12 de octubre de 2015

Viajar como terapia del alma

Ciudad Vieja de Jerusalén, Israel. PH: Isabel Valdés Arias


El otro día, un amigo a quien estimo mucho a pesar de sus 'atarbanes' comentarios, en medio de una de nuestras tradicionales tertulias con cerveza en mano, me dijo lo siguiente: "usted volvió sana de su intercambio porque era imposible volverse más loca". Tal descaro, lo confieso, me indignó en un principio, aunque no puedo decir que sea la primera vez que me dicen 'loca'... Sin embargo, entre más vueltas le daba al asunto, me di cuenta que mi insolente amigo tenía toda la razón. 

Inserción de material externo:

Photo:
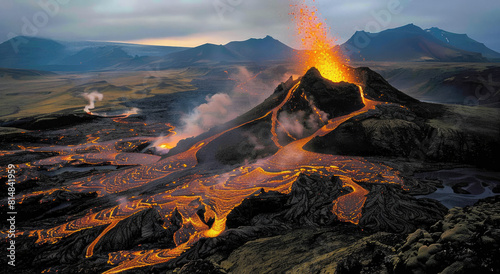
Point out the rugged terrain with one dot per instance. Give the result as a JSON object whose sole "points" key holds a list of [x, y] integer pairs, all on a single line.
{"points": [[320, 176]]}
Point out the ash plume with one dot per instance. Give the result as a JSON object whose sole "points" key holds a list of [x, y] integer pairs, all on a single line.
{"points": [[92, 97]]}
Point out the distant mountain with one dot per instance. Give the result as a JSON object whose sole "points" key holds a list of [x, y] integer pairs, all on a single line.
{"points": [[46, 54], [406, 43], [203, 53], [30, 53], [464, 42], [253, 50]]}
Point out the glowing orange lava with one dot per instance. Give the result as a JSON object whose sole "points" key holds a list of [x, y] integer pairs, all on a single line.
{"points": [[319, 49]]}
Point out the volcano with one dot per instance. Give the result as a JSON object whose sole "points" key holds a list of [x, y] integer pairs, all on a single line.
{"points": [[314, 173]]}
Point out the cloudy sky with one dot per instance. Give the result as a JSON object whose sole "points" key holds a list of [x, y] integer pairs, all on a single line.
{"points": [[194, 22]]}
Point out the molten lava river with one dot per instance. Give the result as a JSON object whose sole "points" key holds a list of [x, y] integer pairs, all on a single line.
{"points": [[185, 186]]}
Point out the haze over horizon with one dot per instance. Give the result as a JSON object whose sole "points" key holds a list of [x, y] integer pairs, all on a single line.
{"points": [[195, 22]]}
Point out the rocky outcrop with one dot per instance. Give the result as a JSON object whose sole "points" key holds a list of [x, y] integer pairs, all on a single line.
{"points": [[459, 135], [335, 99]]}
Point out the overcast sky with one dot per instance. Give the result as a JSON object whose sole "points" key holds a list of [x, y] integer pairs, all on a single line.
{"points": [[194, 22]]}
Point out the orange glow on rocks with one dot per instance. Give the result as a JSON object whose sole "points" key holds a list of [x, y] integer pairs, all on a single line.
{"points": [[319, 49]]}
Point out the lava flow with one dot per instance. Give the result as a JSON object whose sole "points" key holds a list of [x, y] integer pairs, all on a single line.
{"points": [[181, 184]]}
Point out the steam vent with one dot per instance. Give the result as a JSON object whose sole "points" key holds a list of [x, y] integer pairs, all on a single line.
{"points": [[310, 180]]}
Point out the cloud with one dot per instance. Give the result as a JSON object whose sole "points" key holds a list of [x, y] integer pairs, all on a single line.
{"points": [[222, 107]]}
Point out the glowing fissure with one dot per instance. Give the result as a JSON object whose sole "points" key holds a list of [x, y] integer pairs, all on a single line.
{"points": [[320, 50], [219, 194]]}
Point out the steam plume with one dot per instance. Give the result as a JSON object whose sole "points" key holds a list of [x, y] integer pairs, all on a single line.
{"points": [[92, 97]]}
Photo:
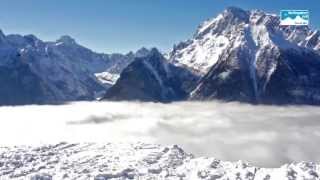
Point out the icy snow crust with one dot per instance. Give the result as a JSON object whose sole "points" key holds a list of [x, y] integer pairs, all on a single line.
{"points": [[133, 161]]}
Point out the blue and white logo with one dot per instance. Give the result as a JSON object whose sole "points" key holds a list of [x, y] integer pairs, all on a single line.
{"points": [[294, 17]]}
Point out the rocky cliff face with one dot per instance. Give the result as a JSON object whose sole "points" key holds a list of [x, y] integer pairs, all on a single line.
{"points": [[34, 71], [152, 78], [247, 56]]}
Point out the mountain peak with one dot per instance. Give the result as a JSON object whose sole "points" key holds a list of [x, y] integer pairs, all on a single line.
{"points": [[237, 13], [66, 39], [2, 36], [142, 52]]}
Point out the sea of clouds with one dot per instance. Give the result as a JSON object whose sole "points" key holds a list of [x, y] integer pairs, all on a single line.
{"points": [[262, 135]]}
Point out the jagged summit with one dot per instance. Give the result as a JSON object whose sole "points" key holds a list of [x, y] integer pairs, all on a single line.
{"points": [[230, 29], [66, 39]]}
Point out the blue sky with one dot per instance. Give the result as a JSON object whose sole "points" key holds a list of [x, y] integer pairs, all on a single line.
{"points": [[124, 25]]}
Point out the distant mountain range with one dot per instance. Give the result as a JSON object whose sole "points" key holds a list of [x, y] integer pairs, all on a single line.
{"points": [[237, 56]]}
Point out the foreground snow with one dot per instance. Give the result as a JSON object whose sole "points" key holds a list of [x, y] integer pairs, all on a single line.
{"points": [[132, 161]]}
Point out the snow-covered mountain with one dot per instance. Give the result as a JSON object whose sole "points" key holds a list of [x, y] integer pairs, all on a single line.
{"points": [[35, 71], [152, 78], [215, 36], [134, 161], [247, 56]]}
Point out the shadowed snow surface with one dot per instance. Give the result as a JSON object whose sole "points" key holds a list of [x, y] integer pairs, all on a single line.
{"points": [[133, 161]]}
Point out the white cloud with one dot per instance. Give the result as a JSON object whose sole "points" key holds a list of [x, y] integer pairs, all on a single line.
{"points": [[263, 135]]}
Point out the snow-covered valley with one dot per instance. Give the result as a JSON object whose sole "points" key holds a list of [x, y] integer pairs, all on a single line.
{"points": [[265, 136]]}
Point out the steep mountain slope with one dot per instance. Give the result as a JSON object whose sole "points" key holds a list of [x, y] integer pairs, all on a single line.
{"points": [[152, 78], [216, 35], [54, 72], [134, 161], [247, 56]]}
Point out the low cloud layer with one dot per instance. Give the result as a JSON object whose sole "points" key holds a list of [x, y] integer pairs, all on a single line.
{"points": [[263, 135]]}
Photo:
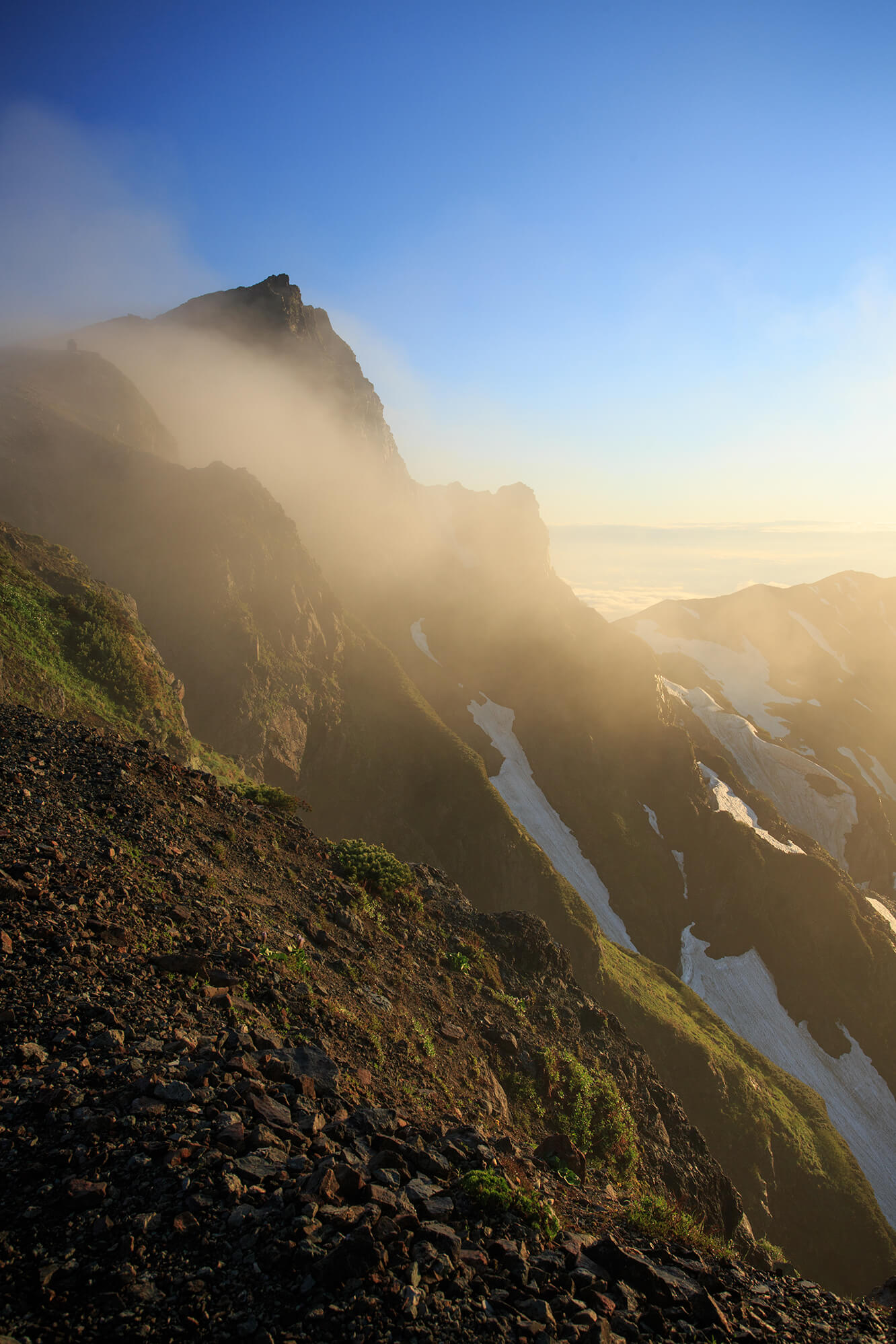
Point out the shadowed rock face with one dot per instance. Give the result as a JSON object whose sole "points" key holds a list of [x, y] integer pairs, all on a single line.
{"points": [[374, 758], [81, 389], [272, 316]]}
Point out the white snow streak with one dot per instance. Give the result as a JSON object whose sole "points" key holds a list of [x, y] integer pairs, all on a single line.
{"points": [[851, 755], [652, 819], [808, 796], [820, 639], [860, 1104], [876, 768], [680, 859], [422, 643], [882, 910], [535, 813], [729, 801], [743, 675]]}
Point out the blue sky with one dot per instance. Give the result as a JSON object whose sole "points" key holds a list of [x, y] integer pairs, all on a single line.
{"points": [[638, 254]]}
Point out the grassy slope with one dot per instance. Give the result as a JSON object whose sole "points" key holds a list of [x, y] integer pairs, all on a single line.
{"points": [[73, 647], [409, 782], [762, 1125]]}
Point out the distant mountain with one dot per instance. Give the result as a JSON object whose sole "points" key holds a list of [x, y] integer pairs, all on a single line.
{"points": [[470, 712], [796, 687]]}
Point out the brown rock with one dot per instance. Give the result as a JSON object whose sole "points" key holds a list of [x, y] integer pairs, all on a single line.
{"points": [[270, 1112], [563, 1151]]}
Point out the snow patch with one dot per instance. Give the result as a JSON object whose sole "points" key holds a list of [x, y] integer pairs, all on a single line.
{"points": [[882, 910], [730, 802], [742, 673], [808, 796], [422, 643], [820, 639], [535, 815], [680, 859], [878, 769], [652, 819], [860, 1104], [870, 781]]}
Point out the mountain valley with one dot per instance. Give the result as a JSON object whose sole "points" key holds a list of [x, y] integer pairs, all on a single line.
{"points": [[698, 802]]}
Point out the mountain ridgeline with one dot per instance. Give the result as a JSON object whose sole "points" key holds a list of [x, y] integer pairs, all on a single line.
{"points": [[422, 677]]}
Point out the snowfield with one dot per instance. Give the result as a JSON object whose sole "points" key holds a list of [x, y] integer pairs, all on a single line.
{"points": [[820, 640], [652, 819], [422, 643], [882, 910], [860, 1104], [535, 815], [742, 673], [730, 802], [808, 796]]}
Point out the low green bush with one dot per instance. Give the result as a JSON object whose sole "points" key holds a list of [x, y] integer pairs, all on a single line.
{"points": [[585, 1104], [656, 1217], [377, 870], [494, 1195], [269, 796]]}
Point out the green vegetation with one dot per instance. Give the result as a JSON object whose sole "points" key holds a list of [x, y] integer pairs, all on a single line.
{"points": [[269, 796], [656, 1217], [585, 1104], [73, 647], [293, 960], [496, 1197], [516, 1006], [757, 1120], [425, 1038], [378, 871]]}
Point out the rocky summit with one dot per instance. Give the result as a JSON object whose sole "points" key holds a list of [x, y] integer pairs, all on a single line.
{"points": [[582, 1024], [250, 1093]]}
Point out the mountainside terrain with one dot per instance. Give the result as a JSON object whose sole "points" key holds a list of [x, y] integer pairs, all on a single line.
{"points": [[256, 1086], [74, 647], [472, 661], [797, 692]]}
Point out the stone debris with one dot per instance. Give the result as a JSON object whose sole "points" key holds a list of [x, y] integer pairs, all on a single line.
{"points": [[179, 1166]]}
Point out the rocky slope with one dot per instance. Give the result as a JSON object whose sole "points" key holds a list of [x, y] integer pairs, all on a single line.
{"points": [[237, 1097], [794, 687], [563, 714]]}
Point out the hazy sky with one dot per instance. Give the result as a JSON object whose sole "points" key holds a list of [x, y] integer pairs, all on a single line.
{"points": [[641, 256]]}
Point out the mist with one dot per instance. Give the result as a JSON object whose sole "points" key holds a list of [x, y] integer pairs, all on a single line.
{"points": [[79, 241]]}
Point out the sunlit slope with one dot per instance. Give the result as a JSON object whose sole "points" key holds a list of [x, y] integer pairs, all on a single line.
{"points": [[613, 788], [768, 1131], [276, 675], [581, 742], [796, 687], [74, 648]]}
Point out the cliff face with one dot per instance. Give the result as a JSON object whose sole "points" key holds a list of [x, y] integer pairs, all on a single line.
{"points": [[472, 661], [276, 675]]}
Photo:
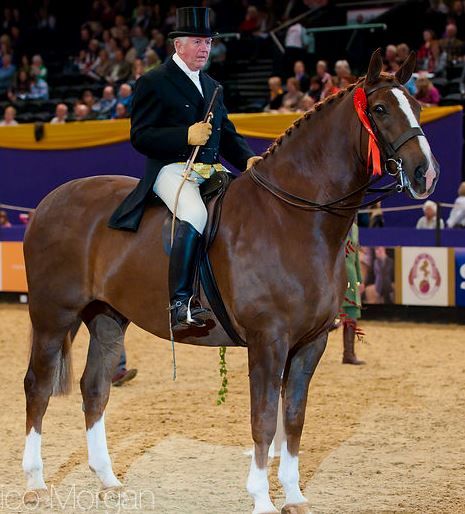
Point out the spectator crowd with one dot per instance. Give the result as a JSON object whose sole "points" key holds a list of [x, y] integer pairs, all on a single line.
{"points": [[122, 40]]}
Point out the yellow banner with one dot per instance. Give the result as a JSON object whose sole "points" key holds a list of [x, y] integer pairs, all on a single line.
{"points": [[87, 134], [12, 268]]}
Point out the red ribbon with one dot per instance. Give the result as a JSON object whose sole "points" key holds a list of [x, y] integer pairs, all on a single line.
{"points": [[373, 158]]}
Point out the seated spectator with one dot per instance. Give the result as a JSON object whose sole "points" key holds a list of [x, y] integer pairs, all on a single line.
{"points": [[275, 98], [158, 44], [251, 22], [120, 30], [25, 66], [456, 217], [88, 57], [306, 103], [301, 76], [9, 117], [101, 67], [7, 74], [457, 16], [61, 114], [450, 45], [121, 69], [217, 59], [390, 59], [105, 108], [428, 54], [138, 69], [38, 90], [426, 94], [139, 41], [38, 69], [322, 71], [403, 51], [125, 97], [429, 219], [152, 61], [344, 75], [120, 112], [130, 53], [88, 99], [22, 83], [316, 88], [81, 112], [292, 98], [4, 221]]}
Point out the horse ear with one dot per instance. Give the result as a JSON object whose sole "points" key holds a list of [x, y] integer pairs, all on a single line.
{"points": [[375, 67], [404, 73]]}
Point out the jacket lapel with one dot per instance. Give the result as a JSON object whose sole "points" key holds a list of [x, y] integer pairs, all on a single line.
{"points": [[208, 88], [183, 83]]}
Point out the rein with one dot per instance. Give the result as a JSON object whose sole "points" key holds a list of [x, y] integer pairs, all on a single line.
{"points": [[389, 151]]}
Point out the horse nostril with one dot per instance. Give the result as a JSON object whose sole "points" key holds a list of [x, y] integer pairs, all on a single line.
{"points": [[420, 172]]}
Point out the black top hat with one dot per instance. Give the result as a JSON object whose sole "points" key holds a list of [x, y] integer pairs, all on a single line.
{"points": [[192, 21]]}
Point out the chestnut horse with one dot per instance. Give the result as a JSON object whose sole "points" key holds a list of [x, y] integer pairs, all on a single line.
{"points": [[278, 258]]}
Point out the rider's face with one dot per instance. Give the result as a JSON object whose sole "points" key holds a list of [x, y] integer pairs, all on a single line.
{"points": [[194, 51]]}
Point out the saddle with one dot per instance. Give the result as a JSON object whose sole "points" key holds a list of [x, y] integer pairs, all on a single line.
{"points": [[212, 192]]}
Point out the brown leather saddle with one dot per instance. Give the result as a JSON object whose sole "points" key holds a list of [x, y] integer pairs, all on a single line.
{"points": [[212, 192]]}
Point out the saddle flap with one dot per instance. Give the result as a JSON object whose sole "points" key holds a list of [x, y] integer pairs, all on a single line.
{"points": [[212, 192]]}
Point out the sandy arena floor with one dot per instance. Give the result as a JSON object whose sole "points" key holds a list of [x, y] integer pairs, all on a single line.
{"points": [[384, 438]]}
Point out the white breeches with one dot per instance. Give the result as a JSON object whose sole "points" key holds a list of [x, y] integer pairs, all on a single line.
{"points": [[190, 206]]}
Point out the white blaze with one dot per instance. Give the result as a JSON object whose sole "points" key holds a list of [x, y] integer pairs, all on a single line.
{"points": [[423, 142]]}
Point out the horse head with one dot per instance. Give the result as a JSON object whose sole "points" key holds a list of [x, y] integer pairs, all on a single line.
{"points": [[394, 117]]}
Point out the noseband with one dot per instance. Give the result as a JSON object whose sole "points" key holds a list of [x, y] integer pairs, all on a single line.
{"points": [[389, 151]]}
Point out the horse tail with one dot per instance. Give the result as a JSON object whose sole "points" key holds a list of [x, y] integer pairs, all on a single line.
{"points": [[63, 378]]}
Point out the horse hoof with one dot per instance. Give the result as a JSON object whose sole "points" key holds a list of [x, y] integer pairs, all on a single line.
{"points": [[115, 493], [296, 508], [35, 497]]}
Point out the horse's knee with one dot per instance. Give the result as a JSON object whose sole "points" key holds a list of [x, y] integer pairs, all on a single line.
{"points": [[29, 381]]}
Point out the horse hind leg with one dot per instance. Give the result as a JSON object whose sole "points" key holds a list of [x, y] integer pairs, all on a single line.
{"points": [[49, 373], [299, 372], [105, 347]]}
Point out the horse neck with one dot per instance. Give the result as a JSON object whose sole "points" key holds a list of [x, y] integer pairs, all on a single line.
{"points": [[320, 159]]}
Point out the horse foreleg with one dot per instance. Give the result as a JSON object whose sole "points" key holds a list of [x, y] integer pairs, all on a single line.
{"points": [[266, 365], [105, 347], [299, 372]]}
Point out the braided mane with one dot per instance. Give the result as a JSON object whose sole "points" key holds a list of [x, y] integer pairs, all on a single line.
{"points": [[316, 108]]}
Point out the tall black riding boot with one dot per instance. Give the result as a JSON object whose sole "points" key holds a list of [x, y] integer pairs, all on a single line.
{"points": [[183, 262], [349, 356]]}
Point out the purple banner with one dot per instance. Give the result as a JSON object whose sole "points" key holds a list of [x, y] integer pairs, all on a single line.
{"points": [[27, 175]]}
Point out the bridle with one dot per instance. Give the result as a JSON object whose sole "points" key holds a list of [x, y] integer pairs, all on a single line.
{"points": [[388, 149], [392, 166]]}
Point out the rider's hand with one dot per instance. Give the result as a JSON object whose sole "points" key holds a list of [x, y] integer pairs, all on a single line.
{"points": [[253, 160], [199, 133]]}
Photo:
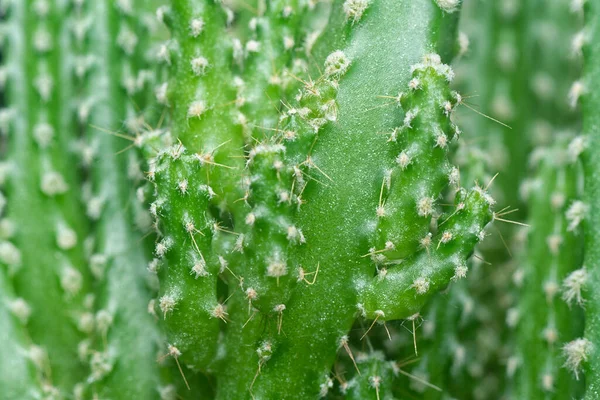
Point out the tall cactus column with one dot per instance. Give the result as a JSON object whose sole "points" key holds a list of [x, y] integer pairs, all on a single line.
{"points": [[123, 364], [42, 192], [587, 349], [194, 179]]}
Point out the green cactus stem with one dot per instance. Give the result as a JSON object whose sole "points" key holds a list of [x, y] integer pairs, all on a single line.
{"points": [[121, 364], [582, 350], [42, 190]]}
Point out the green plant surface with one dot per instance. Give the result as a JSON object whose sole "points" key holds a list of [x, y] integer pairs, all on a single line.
{"points": [[288, 199], [122, 365], [50, 273], [18, 376], [585, 349], [543, 319]]}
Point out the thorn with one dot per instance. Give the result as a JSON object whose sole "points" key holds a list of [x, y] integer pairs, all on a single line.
{"points": [[344, 343], [481, 259], [416, 378], [486, 116], [503, 241], [490, 182], [378, 314], [316, 272], [495, 217], [250, 319]]}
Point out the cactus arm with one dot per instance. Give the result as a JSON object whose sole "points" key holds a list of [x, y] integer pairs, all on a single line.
{"points": [[206, 159], [591, 165], [552, 253], [347, 149], [42, 193], [404, 290], [376, 380], [17, 373], [127, 365]]}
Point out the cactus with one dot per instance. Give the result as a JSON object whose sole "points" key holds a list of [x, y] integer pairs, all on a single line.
{"points": [[582, 352], [45, 261], [264, 199]]}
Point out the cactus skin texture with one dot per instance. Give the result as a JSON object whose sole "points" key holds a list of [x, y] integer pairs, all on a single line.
{"points": [[42, 193], [249, 222], [591, 129], [123, 365], [553, 251], [263, 199]]}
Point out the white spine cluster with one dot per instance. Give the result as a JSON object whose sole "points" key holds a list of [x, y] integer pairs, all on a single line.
{"points": [[576, 352]]}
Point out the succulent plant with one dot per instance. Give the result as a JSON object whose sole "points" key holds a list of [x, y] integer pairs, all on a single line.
{"points": [[252, 200]]}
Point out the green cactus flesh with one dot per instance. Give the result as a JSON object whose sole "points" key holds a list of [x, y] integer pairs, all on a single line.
{"points": [[275, 199]]}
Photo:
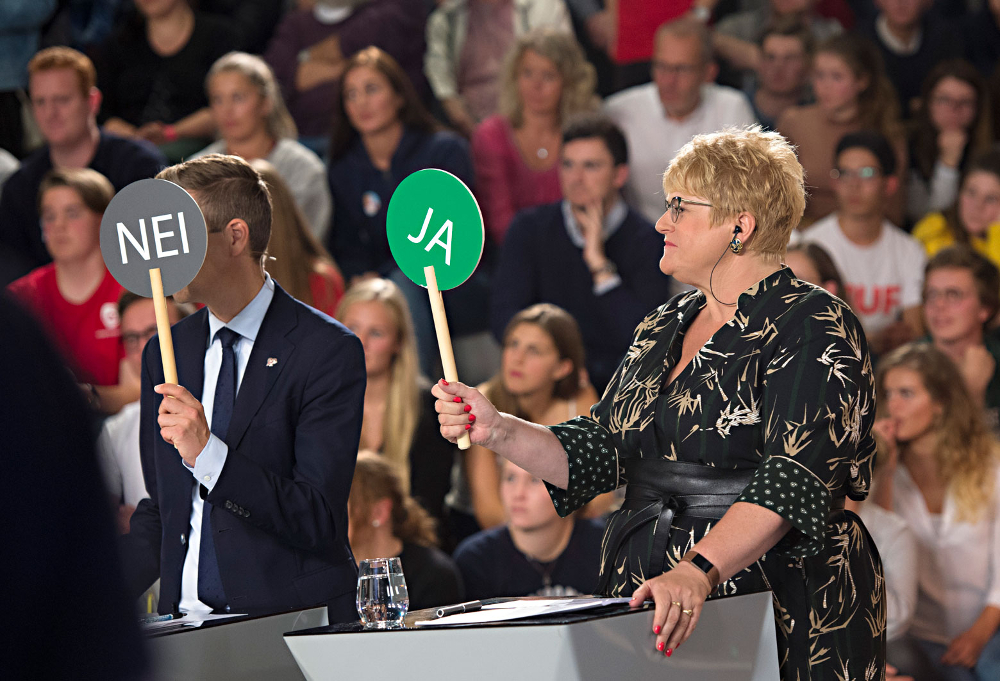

El imaginario que se tiene de quienes se van de intercambio al exterior es que su diario vivir transcurre básicamente entre trago y trago, fiesta y fiesta, mozo y mozo (?), cosa que no desmentiré, pero poco se piensa sobre la inmensa transformación interna, espiritual y mental, que trae consigo las mieles de viajar. Mi experiencia, pienso yo, se inclinó esencialmente hacia esta última.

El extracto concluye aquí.